I fitted a linear mixed model (with lmer function). "Proportion" as my response variable and "Stage" as a fixed factor (with 5 levels) and Subject as a random factor.
LMM.fit<-lmer(Proportion~Stage+(1|Subject),data=tab)
Chisq Df Pr(>Chisq)
Stage 290.07 4 < 2.2e-16 ***
Post hoc pairwise comparisons were carried with the emmeans function to determine where the differences occurred across the Stages:
emmeans(LMM.fit, pairwise ~ Stage)$contrasts
contrast estimate SE df t.ratio p.value
Stage1 - Stage2 0.178 0.0505 105087 3.528 0.0038
Stage1 - Stage3 0.601 0.0363 565787 16.529 <.0001
Stage1 - Stage4 0.438 0.0496 224258 8.833 <.0001
Stage1 - Stage5 0.272 0.0497 295762 5.472 <.0001
Stage2 - Stage3 0.422 0.0514 103631 8.216 <.0001
Stage2 - Stage4 0.260 0.0615 95267 4.224 0.0002
Stage2 - Stage5 0.094 0.0620 107696 1.517 0.5516
Stage3 - Stage4 -0.163 0.0496 229001 -3.279 0.0092
Stage3 - Stage5 -0.328 0.0491 314661 -6.683 <.0001
Stage4 - Stage5 -0.166 0.0599 190576 -2.769 0.0446
Degrees-of-freedom method: kenward-roger
P value adjustment: tukey method for comparing a family of 5 estimates
I basically want to add the p-values shown in the emmeans results ON the boxplot shown above (between all the groups two by two in the same figure). I know there is the function stat_pvalue_manual()

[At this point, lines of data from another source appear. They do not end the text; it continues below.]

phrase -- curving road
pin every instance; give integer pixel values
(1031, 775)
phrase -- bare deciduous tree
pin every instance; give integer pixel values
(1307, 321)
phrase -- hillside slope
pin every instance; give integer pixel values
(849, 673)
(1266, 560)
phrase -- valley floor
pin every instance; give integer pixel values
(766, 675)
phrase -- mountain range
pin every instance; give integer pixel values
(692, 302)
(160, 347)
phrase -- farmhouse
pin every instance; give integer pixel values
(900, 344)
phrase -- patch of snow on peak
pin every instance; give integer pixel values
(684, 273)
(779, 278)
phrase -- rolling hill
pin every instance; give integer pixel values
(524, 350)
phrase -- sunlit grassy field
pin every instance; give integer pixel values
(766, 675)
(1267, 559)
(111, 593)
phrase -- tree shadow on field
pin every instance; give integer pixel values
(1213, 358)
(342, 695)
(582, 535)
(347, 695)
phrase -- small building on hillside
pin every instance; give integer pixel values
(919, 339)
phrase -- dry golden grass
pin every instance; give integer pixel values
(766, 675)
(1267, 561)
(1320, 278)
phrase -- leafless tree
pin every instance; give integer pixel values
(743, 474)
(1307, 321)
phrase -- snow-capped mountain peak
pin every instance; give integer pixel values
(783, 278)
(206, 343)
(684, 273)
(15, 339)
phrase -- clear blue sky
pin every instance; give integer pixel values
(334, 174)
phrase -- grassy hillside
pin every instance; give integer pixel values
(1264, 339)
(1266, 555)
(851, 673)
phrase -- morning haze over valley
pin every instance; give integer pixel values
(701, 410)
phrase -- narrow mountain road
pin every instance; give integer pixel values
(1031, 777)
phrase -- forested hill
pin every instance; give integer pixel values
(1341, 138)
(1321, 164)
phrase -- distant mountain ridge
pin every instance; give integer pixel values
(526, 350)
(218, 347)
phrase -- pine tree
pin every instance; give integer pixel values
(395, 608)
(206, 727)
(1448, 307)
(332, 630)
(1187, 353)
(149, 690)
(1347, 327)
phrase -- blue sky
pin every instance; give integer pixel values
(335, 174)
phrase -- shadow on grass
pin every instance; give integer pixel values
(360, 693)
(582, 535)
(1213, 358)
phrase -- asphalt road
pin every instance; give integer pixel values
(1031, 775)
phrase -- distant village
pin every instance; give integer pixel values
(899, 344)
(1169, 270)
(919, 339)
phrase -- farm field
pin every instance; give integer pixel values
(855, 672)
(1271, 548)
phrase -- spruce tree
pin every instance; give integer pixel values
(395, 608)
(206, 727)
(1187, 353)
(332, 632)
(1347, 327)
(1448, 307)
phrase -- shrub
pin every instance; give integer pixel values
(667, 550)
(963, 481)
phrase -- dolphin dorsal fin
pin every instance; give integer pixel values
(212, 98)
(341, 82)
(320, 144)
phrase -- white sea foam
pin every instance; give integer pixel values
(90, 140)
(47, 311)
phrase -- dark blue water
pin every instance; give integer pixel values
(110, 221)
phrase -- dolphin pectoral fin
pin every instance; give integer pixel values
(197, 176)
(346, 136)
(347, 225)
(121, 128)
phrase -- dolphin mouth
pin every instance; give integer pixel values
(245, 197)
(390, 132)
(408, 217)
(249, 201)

but I stuggled to know how to use it with emmeans contrasts output
This is what I managed to do (not the most optimized code but it works...)
source("http://news.mrdwab.com/install_github.R")
install_github("mrdwab/overflow-mrdwab")
install_github("mrdwab/SOfun")
library(SOfun)
LMM.fit<-lmer(Proportion~Stage+(1|Subject),data=tab)
p.val.test<-pwpm(emmeans(LMM.fit, ~ Stage),means = FALSE, flip = TRUE,reverse = TRUE)
p.val.test<-sub("[<>]", "", p.val.test)
p.matx<-matrix(as.numeric((p.val.test)),nrow = length(p.val.test[,1]),ncol = length(p.val.test[,1])) #if your factor has 5 levels ncol and nrow=5
rownames(p.matx) <- colnames(p.matx) <-colnames(p.val.test)
p.matx[upper.tri(p.matx, diag=FALSE)] <- NA
stat.test<-subset(melt(p.matx),!is.na(value))
names(stat.test)<-c("group1","group2","p.adj")
stat.test[stat.test$p.adj<=0.001,"p.adj.signif"]<-"***"
stat.test[stat.test$p.adj>0.001 & stat.test$p.adj<=0.01,"p.adj.signif"]<-"**"
stat.test[stat.test$p.adj>0.01 & stat.test$p.adj<=0.05,"p.adj.signif"]<-"*"
stat.test[ stat.test$p.adj>0.05,"p.adj.signif"]<-"ns"
stat.test<-mc_tribble(stat.test) # copy & paste the result of this line before the line of ggboxplot!!
stat.test <- tribble(
~group1, ~group2, ~p.adj, ~p.adj.signif,
"Stage2","Stage1",0.0038,"**",
"Stage3","Stage1",1e-04,"***",
"Stage4","Stage1",1e-04,"***",
"Stage5","Stage1",1e-04,"***",
"Stage3","Stage2",1e-04,"***",
"Stage4","Stage2",2e-04,"***",
"Stage5","Stage2",0.5516,"ns",
"Stage4","Stage3",0.0092,"**",
"Stage5","Stage3",1e-04,"***",
"Stage5","Stage4",0.0446,"*")
bxp<-ggboxplot(tab, x = "Stage", y = "Proportion",color = "Stage", palette = "jco",add = "jitter",bxp.errorbar=T)
bxp + stat_pvalue_manual(stat.test,
y.position = max(tab$Proportion)+sd(tab$Proportion),
color = "midnightblue")
PS: this website helped ("GGPUBR: HOW TO ADD P-VALUES GENERATED ELSEWHERE TO A GGPLOT").